WORDS & PHOTOS • ANDY COCHRANE
As he wandered over to me, I wondered if I was daydreaming. He carried a coffee mug the size of a salad bowl and his bibs were held together with more duct tape than nylon. His mangy beard hearkened to Tom Hanks’ appearance in the movie Castaway, and his wooden skis likely out-date my 67-year-old dad. I’ve seen my fair share of dirtbag guides, but this guy easily took the cake.
Better fit for fifty years ago, Killian lives a simple life, especially in the winter. He doesn’t travel much, preferring to ski around his backyard, an area of Oregon known as “Little Switzerland.” He doesn’t say much either, but his grin that shines through a grizzled appearance says all you need to know. While the rest of us spend time uploading GoPro footage and posting Instagram stories, Killian just loves to ski.

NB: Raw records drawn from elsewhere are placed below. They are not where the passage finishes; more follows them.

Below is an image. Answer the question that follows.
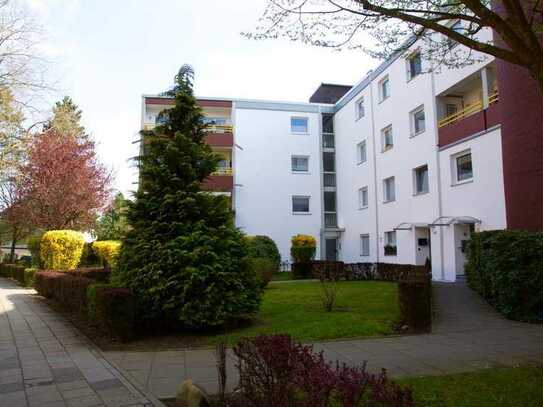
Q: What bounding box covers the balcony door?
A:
[325,237,337,261]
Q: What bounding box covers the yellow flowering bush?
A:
[40,230,85,270]
[92,240,121,267]
[290,235,317,263]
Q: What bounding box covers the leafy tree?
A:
[114,65,260,328]
[18,130,111,230]
[44,96,86,137]
[249,0,543,93]
[94,192,129,240]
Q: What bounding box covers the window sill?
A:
[413,191,430,196]
[451,178,473,187]
[409,129,426,138]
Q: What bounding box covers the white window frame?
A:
[290,195,311,215]
[377,75,391,103]
[290,155,309,174]
[383,230,398,256]
[451,148,475,186]
[405,49,422,82]
[360,233,371,257]
[354,96,366,120]
[356,140,368,165]
[381,124,394,153]
[413,164,430,195]
[409,105,426,137]
[383,177,396,203]
[290,116,309,135]
[358,186,369,209]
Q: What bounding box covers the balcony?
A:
[437,64,501,147]
[324,212,337,228]
[322,133,335,148]
[202,168,234,192]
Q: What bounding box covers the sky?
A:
[19,0,376,198]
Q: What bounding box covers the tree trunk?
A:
[9,228,18,263]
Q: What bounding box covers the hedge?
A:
[246,235,281,272]
[465,230,543,322]
[92,240,121,267]
[40,230,85,270]
[35,269,136,341]
[249,257,277,288]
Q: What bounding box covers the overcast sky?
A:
[20,0,376,198]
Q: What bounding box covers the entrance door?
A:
[415,227,431,266]
[454,224,473,276]
[325,238,337,261]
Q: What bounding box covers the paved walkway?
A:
[0,278,162,407]
[105,283,543,398]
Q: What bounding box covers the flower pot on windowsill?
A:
[385,245,398,256]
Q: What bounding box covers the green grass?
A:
[399,366,543,407]
[272,271,292,281]
[219,281,399,343]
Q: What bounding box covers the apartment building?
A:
[142,25,541,281]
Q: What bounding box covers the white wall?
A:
[234,107,322,261]
[439,128,507,281]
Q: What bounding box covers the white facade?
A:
[142,29,506,281]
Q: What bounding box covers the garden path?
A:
[0,278,163,407]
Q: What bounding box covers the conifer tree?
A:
[114,65,261,328]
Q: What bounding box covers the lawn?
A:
[99,281,399,351]
[219,281,399,343]
[399,366,543,407]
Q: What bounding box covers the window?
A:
[322,113,334,134]
[290,117,309,134]
[407,51,422,80]
[413,165,429,195]
[292,196,309,213]
[384,231,398,256]
[355,98,366,120]
[358,187,368,209]
[383,177,396,203]
[410,106,426,136]
[291,155,309,172]
[360,235,370,256]
[445,103,458,116]
[379,76,390,102]
[356,140,366,164]
[454,151,473,183]
[381,126,394,152]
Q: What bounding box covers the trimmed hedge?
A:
[465,230,543,322]
[35,269,136,341]
[40,230,85,270]
[246,235,281,272]
[95,286,136,342]
[92,240,121,267]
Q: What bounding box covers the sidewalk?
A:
[0,278,162,407]
[105,283,543,398]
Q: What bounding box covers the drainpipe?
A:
[430,66,445,280]
[370,74,380,263]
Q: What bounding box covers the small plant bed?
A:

As the caretaker of, and lead guide, at Norway Yurt–called the “Yurtstar,” for short—Killian pretty much does it all. He teaches avalanche safety to guests, sets a skin track faster than you can follow it, chops wood for the stove, porters food up from basecamp and, every full moon, he stays up all night dancing. That last one is just a rumor, though.
While most guides I’ve met like to be directive, Killian prefers to listen first. As far as I can tell, he’s never in a rush. He’ll let you ski first or last—it’s your call. He’s doesn’t get worried about fresh tracks or who gets face shots. In the Wallowa Range in eastern Oregon, there’s enough powder to go around. I experienced that first-hand during my four-day stay at Killian’s hut.
After a handshake introduction and a few more sips of coffee, the two of us became fast friends. He explained the lay of the land, the current avalanche risk and the route into the yurt. I explained the group’s backcountry experience, the type of skiers we were and how much beer we brought. He laughed and grinned, while pouring another cup of coffee. “We’ll get you all up there, no problem!” Stress isn’t part of his livelihood. And his attitude is contagious.
For the next four days we were guided around the southern Wallowas by Killian, summiting peaks, skiing couloirs and enjoying some of the best conditions I had all season—maybe in my entire life. A fresh foot of snow, with a stable base, opened up almost anything we were willing to hike up. But what truly made the trip special was the yurt, a humble abode that resembled Killian’s demeanor: no frills, but highly functional and fun. We spent our nights sharing toasts, cooking communal feasts and telling stories of years gone by.
The yurt has two stories. A big kitchen loaded with cast iron pans and over-sized propane stoves sits on the lower floor, with lounge chairs, a wood stove and a topographic map of the surrounding area to use for route-finding. Upstairs, there are bunk beds for twelve and space to stash all the gear you’d ever need to bring on a backcountry mission. Outside, you’ll find some of the most versatile terrain in the country, a mix of glades, trees and jaw-dropping peaks.
In the summer Killian works as a guide for National Outdoor Leadership Society (NOLS), taking kids on wilderness adventures across the country. Every winter he returns to the yurt in the Wallowa Range, where emails don’t exist, time hardly matters and the snowpack is the only thing worth paying any attention to. Warming up next to the wood stove and relaxing with a beer delivered by snowmobile, his daily routine starts with an oversized mug of cowboy coffee–a napkin filtered gritty brew–then guiding clients into an untouched snowpack and ending with après by candlelight. A simple life.
Ten years from now, when Killian figures out that I wrote this article, he’ll probably be mad at me; he cares almost nothing for attention. But maybe we all could learn a thing or two from him. Secluded in the Yurtstar, time slows down and allows visitors to step back from daily habits. No scrolling through ski porn on social media, no marketing click-bait, no digital overlords telling us how, where, when and why to ski. The Yurt Fanclub is open to anyone and the one rule is simple: The best way to have fun is to be present.